Il 7 maggio la Francia sceglierà tra Macron e Le Pen, rispetto al 2002 il candidato del FN raddoppierà i voti, anzi di più perché la figlia parte già con uno score superiore al primo turno del misero 17,7% del padre al secondo turno delle presidenziali 2002. Tutto cambierà perché quello che nel 2002 fu un incidente dovuto la frammentazione della sinistra e del campo socialista con Jospin al 16,18% e Chevènement al 5,33 % (e un’estrema sinistra LCR e LO che con il PCF aveva il 13,34%) nel 2017 è un dato strutturale perché il FN appare essere il primo partito francese ed è cambiata la natura delle elezioni presidenziali al primo turno: buona parte dei cittadini elettori hanno votato, come se fosse un secondo turno, cioè voto utile di testa e non di cuore o di pancia per il candidato espressione dei suoi convincimenti politici.

Per gli elettori non del FN si trattava di scegliere chi dovesse andare al secondo turno, anche se i sondaggi davano tutti vincenti contro la Le Pen, compreso Mélenchon.
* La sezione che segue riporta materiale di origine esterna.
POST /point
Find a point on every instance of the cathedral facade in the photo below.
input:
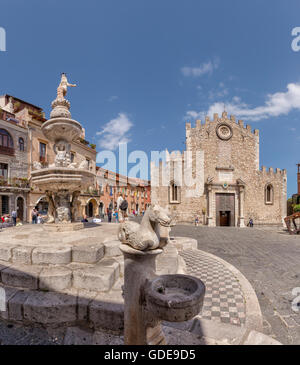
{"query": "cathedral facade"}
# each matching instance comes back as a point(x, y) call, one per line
point(229, 187)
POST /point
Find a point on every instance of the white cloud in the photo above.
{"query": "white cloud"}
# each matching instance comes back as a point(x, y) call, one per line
point(280, 103)
point(115, 132)
point(113, 97)
point(204, 68)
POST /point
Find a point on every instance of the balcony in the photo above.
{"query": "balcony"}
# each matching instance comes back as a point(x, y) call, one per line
point(10, 151)
point(44, 161)
point(14, 182)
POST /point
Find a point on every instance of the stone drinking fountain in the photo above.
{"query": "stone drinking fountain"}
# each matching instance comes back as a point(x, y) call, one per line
point(63, 180)
point(148, 298)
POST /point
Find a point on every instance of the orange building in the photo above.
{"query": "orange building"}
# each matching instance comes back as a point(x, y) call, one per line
point(110, 184)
Tuttavia le lezioni di giugno per l’Assemblea Nazionale potrebbero portare ad una situazione confusa, perché Macron è espressione di un movimento e non di un partito, una specie di Renzi senza PD. Il suo risultato, 23,9% è paragonabile a quello dei centristi Alain Poher, 23,31%, nel 1969 o di Bayrou, suo sostenitore in questa elezione, con il 18,57% nel 2007.

Le forze politiche organizzate restano 3: socialisti, gollisti e FN e questo avrà ancora un peso, sempre che specialmente a sinistra non si capirà la lezione. Nel presidenziali del giugno 1969, le seconde ad elezioni diretta si produsse un fenomeno analogo con il candidato socialista ex SFIO Gaston Defferre al 5,01% (Hamon con il 6,35% ha fatto meglio). Non fu l’inizio della fine dell’area socialista, che, infatti nelle prime elezioni legislative successive del 1973 PSf e PSU presero complessivamente il 20,9%.
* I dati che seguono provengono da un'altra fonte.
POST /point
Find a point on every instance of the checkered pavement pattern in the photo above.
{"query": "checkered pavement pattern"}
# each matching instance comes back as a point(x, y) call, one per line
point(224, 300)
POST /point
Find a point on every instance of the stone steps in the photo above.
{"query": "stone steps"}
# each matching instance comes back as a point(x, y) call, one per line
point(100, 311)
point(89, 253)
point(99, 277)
Nel 1969 l’unità socialista era appena iniziata con il congressi di Alfortville del maggio e quello d’Issy-les-Moulineaux del luglio e spiccava ancora con Duclos un partito comunista al 21,27%, cioè una percentuale superiore a quella di Mélenchon 2017 con il suo 19,62%. Rispetto a quell’anno l’unico elemento di continuità è quello dei trozskyisti di Lutte Ovriere con lo 0,6% di Nathalie Arthaud oggi e lo 1,06% di Alain Krivine allora. A causa di una scelta politica di rinnovamento socialista la sconfitta presidenziale del 1969 fu una spinta per rafforzarla e concluderla con il famoso congresso di Epinay del 1971. Per le legislative 2017 bisogna fare un passo avanti per allargare gli accordi tra socialisti, ecologisti e radicali di sinistra con alleanze al primo turno e desistenze programmate al secondo turno.

La prima difficoltà è che a differenza della Unione de la Gauche di Mitterrand l’interlocutore a sinistra non è un partito come il PCF, ma uno stato d’animo rappresentato da Mélenchon, che è allergico ai partiti come dimostrato dai suoi trascorsi socialisti in posizione eccentrica anche rispetto alla sinistra di Emmanuelli e il contributo decisivo alla dissoluzione al Front de la Gauche. Se l’asse tradizionale destra/sinistra è sostituito da altre contrapposizioni del tipo populisti/responsabili o europeisti/sovranisti, altrettanto generiche ed indeterminate, cioè se la sinistra non ha programmi credibili per un’altra politica economica o per un processo alternativo di integrazione europea, la sua crisi in Italia ed in Europa è destinata ad aggravarsi, chiunque vinca le primarie del PD ovvero se Pisapia diventasse una sorte di Mélenchon, ma più moderato.